India’s Mars mission has a price tag of about $74 million, a fraction of the $671 million cost of the U.S. National Aeronautics and Space Administration’s latest Mars program.
A success would be an important advertisement for a business India hopes to enter: sending satellites and spacecraft aloft at a fraction of the cost of U.S. and European competitors.
In June, India’s Prime Minister Narendra Modi boasted that India has spent less to reach Mars than Hollywood producers spent on the movie “Gravity,” which cost $100 million to make.
To hold costs down, India relied on technologies it has used before and kept the size of the payload small, at 15 kilograms. It saved on fuel by using a smaller rocket to put its spacecraft into Earth orbit first to gain enough momentum to slingshot it toward Mars.
“India has cheap indigenous technology,” said Ajey Lele, a researcher at the Institute for Defense Studies and Analyses, a New Delhi think-tank. He said cost-saving innovations “came out of sheer necessity.”
The Indian Space Research Organization has always operated on a shoe-string budget. In its early days, space scientists worked out of an abandoned church near its first launch pad.
Later, after India carried out nuclear-weapons tests, other countries refused to share their technical know-how, limiting India’s access to sophisticated technology. “India had no option but to develop its own,” said Mr. Lele.
Today, India spends $1.2 billion a year on its space program. In comparison, NASA has a budget of $17.5 billion for the year ending Sept. 30.

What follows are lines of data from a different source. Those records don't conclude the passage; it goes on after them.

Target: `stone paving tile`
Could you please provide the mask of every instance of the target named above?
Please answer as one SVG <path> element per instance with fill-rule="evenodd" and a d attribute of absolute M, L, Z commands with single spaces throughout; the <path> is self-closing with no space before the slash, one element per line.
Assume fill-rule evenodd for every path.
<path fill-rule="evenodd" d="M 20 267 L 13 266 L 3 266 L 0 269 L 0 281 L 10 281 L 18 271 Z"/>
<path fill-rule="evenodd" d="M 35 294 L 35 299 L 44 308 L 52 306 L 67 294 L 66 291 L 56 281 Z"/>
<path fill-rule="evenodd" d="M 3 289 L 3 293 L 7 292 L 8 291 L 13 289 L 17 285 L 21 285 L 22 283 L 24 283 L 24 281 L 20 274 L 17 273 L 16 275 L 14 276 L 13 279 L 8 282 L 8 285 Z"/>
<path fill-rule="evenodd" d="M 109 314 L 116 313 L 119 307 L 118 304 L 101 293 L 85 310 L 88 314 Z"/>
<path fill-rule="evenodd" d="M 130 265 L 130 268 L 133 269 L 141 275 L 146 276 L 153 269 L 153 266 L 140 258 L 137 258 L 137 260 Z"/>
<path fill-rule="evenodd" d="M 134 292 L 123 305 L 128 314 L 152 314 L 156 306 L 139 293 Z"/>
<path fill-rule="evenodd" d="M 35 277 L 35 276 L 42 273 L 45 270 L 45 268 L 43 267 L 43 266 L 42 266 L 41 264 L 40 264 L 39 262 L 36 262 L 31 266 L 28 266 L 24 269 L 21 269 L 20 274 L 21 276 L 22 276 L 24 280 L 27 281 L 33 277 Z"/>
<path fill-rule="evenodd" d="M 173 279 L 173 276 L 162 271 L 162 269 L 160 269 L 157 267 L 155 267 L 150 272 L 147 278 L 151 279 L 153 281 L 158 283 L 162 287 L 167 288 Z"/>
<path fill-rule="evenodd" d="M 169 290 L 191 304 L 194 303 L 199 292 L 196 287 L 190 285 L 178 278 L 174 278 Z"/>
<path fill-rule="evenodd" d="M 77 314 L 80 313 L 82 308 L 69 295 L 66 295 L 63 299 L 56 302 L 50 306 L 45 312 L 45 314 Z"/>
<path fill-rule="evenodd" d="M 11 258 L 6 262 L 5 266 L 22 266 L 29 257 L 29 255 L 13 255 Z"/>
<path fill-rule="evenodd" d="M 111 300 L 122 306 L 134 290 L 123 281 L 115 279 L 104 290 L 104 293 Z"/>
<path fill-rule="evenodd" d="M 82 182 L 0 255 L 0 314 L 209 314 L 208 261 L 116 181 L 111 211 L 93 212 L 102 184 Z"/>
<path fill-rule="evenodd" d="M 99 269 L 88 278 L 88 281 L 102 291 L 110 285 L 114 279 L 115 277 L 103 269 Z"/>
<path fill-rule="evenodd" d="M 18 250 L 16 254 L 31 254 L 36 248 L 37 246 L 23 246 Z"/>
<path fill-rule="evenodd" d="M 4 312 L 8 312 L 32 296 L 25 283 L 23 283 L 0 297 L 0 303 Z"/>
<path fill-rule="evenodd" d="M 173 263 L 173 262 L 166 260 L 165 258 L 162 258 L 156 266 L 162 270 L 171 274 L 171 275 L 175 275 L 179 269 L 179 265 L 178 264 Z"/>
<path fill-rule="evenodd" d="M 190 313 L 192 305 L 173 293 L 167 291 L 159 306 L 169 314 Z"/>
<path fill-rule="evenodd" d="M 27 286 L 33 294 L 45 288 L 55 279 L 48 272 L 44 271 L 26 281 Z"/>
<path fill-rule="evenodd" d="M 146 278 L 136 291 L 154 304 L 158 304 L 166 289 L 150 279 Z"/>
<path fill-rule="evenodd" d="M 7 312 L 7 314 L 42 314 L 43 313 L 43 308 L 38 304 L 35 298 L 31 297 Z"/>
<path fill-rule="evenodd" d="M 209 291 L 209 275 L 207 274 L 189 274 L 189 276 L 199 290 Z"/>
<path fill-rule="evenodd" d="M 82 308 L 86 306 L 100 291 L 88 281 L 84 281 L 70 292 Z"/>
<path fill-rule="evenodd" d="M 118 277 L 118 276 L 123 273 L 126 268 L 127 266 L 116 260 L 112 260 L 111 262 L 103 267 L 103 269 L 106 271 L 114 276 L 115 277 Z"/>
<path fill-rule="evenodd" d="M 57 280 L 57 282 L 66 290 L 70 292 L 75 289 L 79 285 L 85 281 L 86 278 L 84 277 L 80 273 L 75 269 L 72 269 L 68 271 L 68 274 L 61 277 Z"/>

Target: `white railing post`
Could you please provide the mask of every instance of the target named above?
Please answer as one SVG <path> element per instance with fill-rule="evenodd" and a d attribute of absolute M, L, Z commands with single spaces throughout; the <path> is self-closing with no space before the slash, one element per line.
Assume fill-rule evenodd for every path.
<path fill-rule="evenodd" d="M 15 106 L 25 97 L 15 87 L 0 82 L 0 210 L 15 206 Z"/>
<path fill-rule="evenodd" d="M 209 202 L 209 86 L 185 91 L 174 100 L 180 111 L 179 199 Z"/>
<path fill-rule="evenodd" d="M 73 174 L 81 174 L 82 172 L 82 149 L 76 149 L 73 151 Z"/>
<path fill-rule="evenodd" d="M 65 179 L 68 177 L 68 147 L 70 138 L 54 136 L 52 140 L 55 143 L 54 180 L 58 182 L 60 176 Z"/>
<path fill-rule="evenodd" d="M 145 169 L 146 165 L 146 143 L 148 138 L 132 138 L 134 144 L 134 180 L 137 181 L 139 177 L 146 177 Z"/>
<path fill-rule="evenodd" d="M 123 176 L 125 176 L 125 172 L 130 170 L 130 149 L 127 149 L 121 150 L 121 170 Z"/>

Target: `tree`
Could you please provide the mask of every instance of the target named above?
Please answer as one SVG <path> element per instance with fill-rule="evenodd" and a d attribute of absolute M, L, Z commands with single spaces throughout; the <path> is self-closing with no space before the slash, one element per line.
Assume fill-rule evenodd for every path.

Some critics say India, a country where more than 300 million people live on less than $1.25 a day, should concentrate more on terrestrial issues. Others argue that the space program will help to fight poverty and boost development by driving innovation in communications services and meteorological forecasting for the country’s largely agricultural economy.
On Monday, ISRO successfully test-fired the main liquid engine of its Mars orbiter, a crucial maneuver ahead of its planned entry into the orbit of the red planet on Wednesday.